|Do we look like Shiny Happy People|
This is actually a live recording of this second track of Life's Rich Pageant, taken from a performance at the Olypmia in L.A. prior to the release of what would be their penultimate album, Accelerate. It features some banter by Michael Stipe where he mentions he wrote this song after emerging from a particularly dark time in his life when he was 25. It's interesting hearing him talk about this at that point where he was pretty well-adjusted, a few scant years before he and his mates decided to call it a day.
Life's Rich Pageant, which came fresh off the problematic sophmore album Fables of The Reconstruction, is a very political album, and I think some of this is political--but the true meaning lies in what Stipe tells us at the very beginning of this live recording. This is a song written by a man who was at turns angry and morose, and the lyrics can be seen as both an indictment of the laziness of the youth of the early Reagan era and a call to arms. Stipe is actively upset at the inactivity of his fellows, mocking them ('we have many things in common/name three'), threatening them ('I wish to eat each one of you') while also moving away from the listless masses, urging them to follow him into activity. After all, there is some hope in what he's saying, however dim--like him, his listeners are 'young despite the years' and he wants them to fly metaphorically to take this joy with them. I can't help but think that this is the morose, dark Stipe finding some purpose in activism and asking--nay, berating--his fans to follow him into this brave new proactive world.

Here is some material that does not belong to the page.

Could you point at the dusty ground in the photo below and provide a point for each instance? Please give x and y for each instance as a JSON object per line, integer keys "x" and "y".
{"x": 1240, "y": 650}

It's a great song from a great album, one that I think marks the line between 'indie rock' R.E.M. and the 'mainstream arena pop' R.E.M. of their later years. Of course, the great trick of the band was how it slipped back and forth across this line several times throughout its career, which made them problematic to the mainstream who wanted just endless iterations of 'Shiny Happy People' and 'Stand' instead of the more nuanced, experimental and problematic stuff that made up Up and Automatic For The People and other great albums.
I don't miss R.E.M. now that they're gone; that would be silly given the massive body of music they left behind when they finally called it quits. But hearing songs like that makes me glad they were around.